In fact, despite its reputation as a “get out of jail free” card, the insanity defense has never been an easy way out — or easy to get. After a defendant is charged, the defendant, her lawyer or a judge can request evaluation by a psychiatrist. A defendant may be found incompetent to stand trial and committed for rehabilitation if she isn’t stable enough or intellectually capable of participating in the proceedings. If she is rehabilitated, she may be tried; if she cannot be, she may languish in a psychiatric hospital for years or decades.
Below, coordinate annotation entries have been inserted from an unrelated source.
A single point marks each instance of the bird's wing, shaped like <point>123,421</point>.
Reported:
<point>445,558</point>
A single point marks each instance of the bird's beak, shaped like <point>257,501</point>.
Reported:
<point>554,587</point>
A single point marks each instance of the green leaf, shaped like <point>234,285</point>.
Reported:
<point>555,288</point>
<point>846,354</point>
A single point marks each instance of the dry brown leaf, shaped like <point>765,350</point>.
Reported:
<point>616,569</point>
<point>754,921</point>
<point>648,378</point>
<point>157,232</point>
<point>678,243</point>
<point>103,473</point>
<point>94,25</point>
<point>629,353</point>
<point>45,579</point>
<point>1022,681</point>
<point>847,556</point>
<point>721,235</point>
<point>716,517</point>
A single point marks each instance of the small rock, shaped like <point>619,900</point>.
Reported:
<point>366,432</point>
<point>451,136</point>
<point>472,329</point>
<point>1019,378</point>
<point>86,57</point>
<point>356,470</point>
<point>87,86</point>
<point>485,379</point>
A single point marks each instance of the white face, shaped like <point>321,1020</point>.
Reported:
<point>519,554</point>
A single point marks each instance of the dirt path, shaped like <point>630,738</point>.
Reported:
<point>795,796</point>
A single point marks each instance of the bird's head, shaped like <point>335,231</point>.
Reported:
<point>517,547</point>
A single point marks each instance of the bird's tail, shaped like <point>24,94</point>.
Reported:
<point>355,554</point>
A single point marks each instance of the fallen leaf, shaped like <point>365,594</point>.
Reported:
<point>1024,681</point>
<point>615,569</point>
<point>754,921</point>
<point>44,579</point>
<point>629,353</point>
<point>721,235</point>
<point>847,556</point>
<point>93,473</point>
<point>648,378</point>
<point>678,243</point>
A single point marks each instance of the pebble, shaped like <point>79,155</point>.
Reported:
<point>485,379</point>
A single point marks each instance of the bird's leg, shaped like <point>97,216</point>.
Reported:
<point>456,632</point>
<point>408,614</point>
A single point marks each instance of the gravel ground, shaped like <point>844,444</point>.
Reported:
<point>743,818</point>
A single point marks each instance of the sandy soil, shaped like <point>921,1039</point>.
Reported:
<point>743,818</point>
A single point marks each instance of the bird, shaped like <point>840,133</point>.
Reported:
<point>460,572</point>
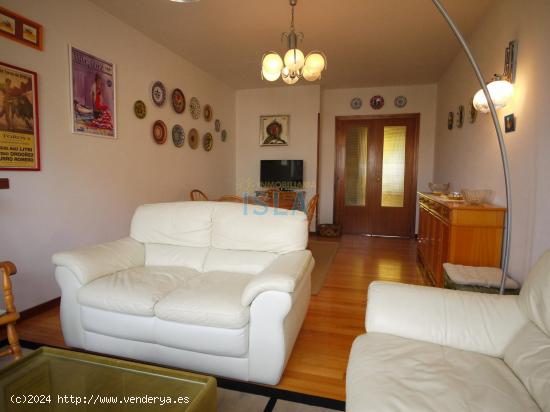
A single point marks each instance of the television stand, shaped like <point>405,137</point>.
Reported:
<point>283,199</point>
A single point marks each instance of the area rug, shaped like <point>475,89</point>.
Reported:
<point>323,252</point>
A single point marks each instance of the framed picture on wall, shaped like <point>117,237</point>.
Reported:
<point>19,135</point>
<point>20,29</point>
<point>274,130</point>
<point>93,94</point>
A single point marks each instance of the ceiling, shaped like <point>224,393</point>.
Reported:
<point>367,42</point>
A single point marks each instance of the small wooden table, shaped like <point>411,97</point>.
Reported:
<point>62,380</point>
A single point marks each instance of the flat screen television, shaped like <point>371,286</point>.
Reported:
<point>282,174</point>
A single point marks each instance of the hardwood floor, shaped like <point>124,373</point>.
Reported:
<point>335,317</point>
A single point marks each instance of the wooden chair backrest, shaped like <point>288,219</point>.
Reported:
<point>9,318</point>
<point>311,207</point>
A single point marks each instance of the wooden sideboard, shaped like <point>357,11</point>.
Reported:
<point>456,232</point>
<point>283,199</point>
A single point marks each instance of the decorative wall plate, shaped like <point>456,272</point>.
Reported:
<point>193,137</point>
<point>207,112</point>
<point>160,132</point>
<point>178,135</point>
<point>178,101</point>
<point>400,102</point>
<point>158,93</point>
<point>460,116</point>
<point>356,103</point>
<point>377,102</point>
<point>207,141</point>
<point>195,108</point>
<point>140,110</point>
<point>472,113</point>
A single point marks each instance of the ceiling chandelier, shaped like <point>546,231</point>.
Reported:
<point>294,65</point>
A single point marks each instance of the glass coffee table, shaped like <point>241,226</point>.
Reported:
<point>62,380</point>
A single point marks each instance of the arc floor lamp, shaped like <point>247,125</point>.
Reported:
<point>502,144</point>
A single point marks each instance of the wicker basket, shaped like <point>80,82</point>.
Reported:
<point>329,230</point>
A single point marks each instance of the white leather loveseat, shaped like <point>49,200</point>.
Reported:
<point>432,349</point>
<point>220,288</point>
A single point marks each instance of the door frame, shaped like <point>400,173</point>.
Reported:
<point>340,161</point>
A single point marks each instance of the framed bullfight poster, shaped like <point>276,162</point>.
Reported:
<point>92,95</point>
<point>19,137</point>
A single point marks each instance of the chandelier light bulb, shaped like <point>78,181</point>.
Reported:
<point>501,92</point>
<point>294,59</point>
<point>272,63</point>
<point>315,62</point>
<point>294,65</point>
<point>270,77</point>
<point>290,79</point>
<point>310,75</point>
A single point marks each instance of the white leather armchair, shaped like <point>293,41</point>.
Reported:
<point>213,287</point>
<point>433,349</point>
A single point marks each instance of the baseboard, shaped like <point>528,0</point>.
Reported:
<point>38,309</point>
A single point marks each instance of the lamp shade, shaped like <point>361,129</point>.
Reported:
<point>501,92</point>
<point>310,75</point>
<point>294,60</point>
<point>288,77</point>
<point>315,62</point>
<point>271,77</point>
<point>272,63</point>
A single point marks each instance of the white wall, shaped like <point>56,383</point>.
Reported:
<point>302,103</point>
<point>469,157</point>
<point>336,102</point>
<point>88,187</point>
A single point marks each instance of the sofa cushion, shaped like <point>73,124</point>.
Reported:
<point>150,329</point>
<point>390,373</point>
<point>170,255</point>
<point>134,291</point>
<point>237,261</point>
<point>534,298</point>
<point>211,299</point>
<point>529,357</point>
<point>178,223</point>
<point>238,226</point>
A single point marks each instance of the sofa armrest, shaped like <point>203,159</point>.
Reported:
<point>96,261</point>
<point>463,320</point>
<point>283,274</point>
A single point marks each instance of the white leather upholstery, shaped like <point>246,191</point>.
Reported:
<point>170,255</point>
<point>211,299</point>
<point>282,275</point>
<point>134,291</point>
<point>215,341</point>
<point>529,357</point>
<point>173,293</point>
<point>391,373</point>
<point>471,321</point>
<point>238,226</point>
<point>228,366</point>
<point>237,261</point>
<point>535,294</point>
<point>410,359</point>
<point>71,324</point>
<point>179,223</point>
<point>274,331</point>
<point>95,261</point>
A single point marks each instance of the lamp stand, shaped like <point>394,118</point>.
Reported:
<point>502,144</point>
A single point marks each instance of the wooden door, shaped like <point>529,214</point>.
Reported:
<point>375,175</point>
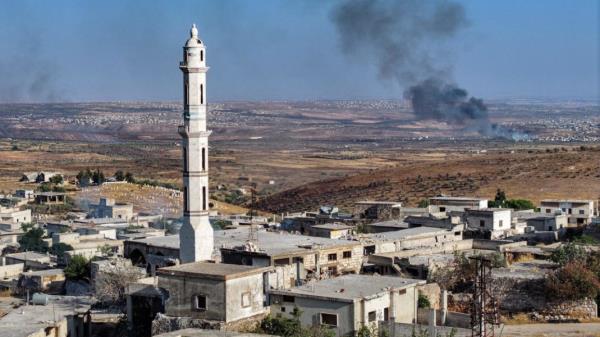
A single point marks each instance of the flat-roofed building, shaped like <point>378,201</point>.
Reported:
<point>348,302</point>
<point>579,212</point>
<point>448,204</point>
<point>213,291</point>
<point>495,222</point>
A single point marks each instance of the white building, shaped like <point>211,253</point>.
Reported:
<point>496,221</point>
<point>460,204</point>
<point>348,302</point>
<point>579,212</point>
<point>196,233</point>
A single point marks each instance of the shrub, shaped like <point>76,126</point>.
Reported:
<point>78,268</point>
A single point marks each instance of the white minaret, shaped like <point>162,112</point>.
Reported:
<point>196,235</point>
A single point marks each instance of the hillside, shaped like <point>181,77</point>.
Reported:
<point>530,174</point>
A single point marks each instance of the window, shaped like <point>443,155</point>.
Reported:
<point>201,93</point>
<point>245,299</point>
<point>185,197</point>
<point>372,316</point>
<point>200,302</point>
<point>329,319</point>
<point>282,262</point>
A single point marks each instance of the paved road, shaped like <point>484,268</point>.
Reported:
<point>552,330</point>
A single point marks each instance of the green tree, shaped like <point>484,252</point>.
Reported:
<point>32,240</point>
<point>78,268</point>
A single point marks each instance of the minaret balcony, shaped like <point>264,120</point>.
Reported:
<point>184,131</point>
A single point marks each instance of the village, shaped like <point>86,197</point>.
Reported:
<point>77,262</point>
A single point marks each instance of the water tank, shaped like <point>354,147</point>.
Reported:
<point>39,299</point>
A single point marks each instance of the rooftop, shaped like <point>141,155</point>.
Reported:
<point>219,271</point>
<point>270,243</point>
<point>208,333</point>
<point>350,287</point>
<point>458,198</point>
<point>333,226</point>
<point>29,320</point>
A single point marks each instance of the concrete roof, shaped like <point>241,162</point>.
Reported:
<point>333,226</point>
<point>28,320</point>
<point>408,233</point>
<point>201,333</point>
<point>390,223</point>
<point>218,271</point>
<point>458,198</point>
<point>30,256</point>
<point>270,243</point>
<point>350,287</point>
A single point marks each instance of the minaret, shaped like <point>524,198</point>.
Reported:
<point>196,235</point>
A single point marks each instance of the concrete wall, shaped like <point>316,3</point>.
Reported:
<point>235,289</point>
<point>182,290</point>
<point>11,270</point>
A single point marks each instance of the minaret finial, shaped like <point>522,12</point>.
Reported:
<point>194,31</point>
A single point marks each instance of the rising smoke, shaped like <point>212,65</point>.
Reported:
<point>402,39</point>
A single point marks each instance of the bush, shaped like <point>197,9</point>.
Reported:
<point>568,253</point>
<point>572,282</point>
<point>78,268</point>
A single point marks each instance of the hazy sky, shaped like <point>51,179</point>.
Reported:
<point>279,49</point>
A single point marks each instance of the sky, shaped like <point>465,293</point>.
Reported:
<point>117,50</point>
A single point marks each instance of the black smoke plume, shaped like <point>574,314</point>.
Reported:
<point>403,39</point>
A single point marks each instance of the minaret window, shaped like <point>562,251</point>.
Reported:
<point>185,94</point>
<point>185,207</point>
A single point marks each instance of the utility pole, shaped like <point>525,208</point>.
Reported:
<point>484,312</point>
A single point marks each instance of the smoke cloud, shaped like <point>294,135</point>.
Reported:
<point>403,39</point>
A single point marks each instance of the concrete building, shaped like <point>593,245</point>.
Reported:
<point>208,333</point>
<point>214,291</point>
<point>579,212</point>
<point>541,222</point>
<point>494,222</point>
<point>331,230</point>
<point>108,208</point>
<point>448,204</point>
<point>196,232</point>
<point>348,302</point>
<point>11,219</point>
<point>50,198</point>
<point>377,210</point>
But mental illness is not exculpatory in itself: A defendant may be found mentally ill and still competent enough to stand trial. At that point, the district attorney may offer an insanity plea — some 90 percent of N.G.R.I. verdicts are plea deals. If the district attorney doesn’t offer a plea, or the defendant doesn’t take it, the case goes to trial. The defendant may still choose insanity as a defense, but then her case will be decided by a jury.

This article is part education on the system works and part story of how sad and frustrating it can be for a person who was mentally ill and committed a crime but is now treated and no longer dangerous. Yet, how do you convince a judge (or even the facility staff) that you are safe to release back into the community?

Recidivism for N.G.R.I.s is relatively low. Whereas, nationally, recidivism for released prisoners is above 60 percent, “people who are found N.G.R.I. tend to go back out into the community, and they tend to do really, really well,” Fitch says. The arrest rate for people in Maryland on conditional release, a kind of mental-health parole from the hospital, is less than half the arrest rate of the general population in the state. “If you provide treatment of illness and provide the supports they need, then they don’t reoffend,” Fitch says. As a 2016 study of N.G.R.I. recidivism in Connecticut — which has a post-release supervision program, too — also concluded: “The vast majority of individuals are not rearrested.”

It’s a sad and frightening story of a man caught in the system and the inconsistencies in the process for release. It is a good human interest story and a potentially good use of your pro bono time to help NGRI defendants return to the community after “sentences” to psychiatric hospitals that are typically much longer than the prison sentences they would have served.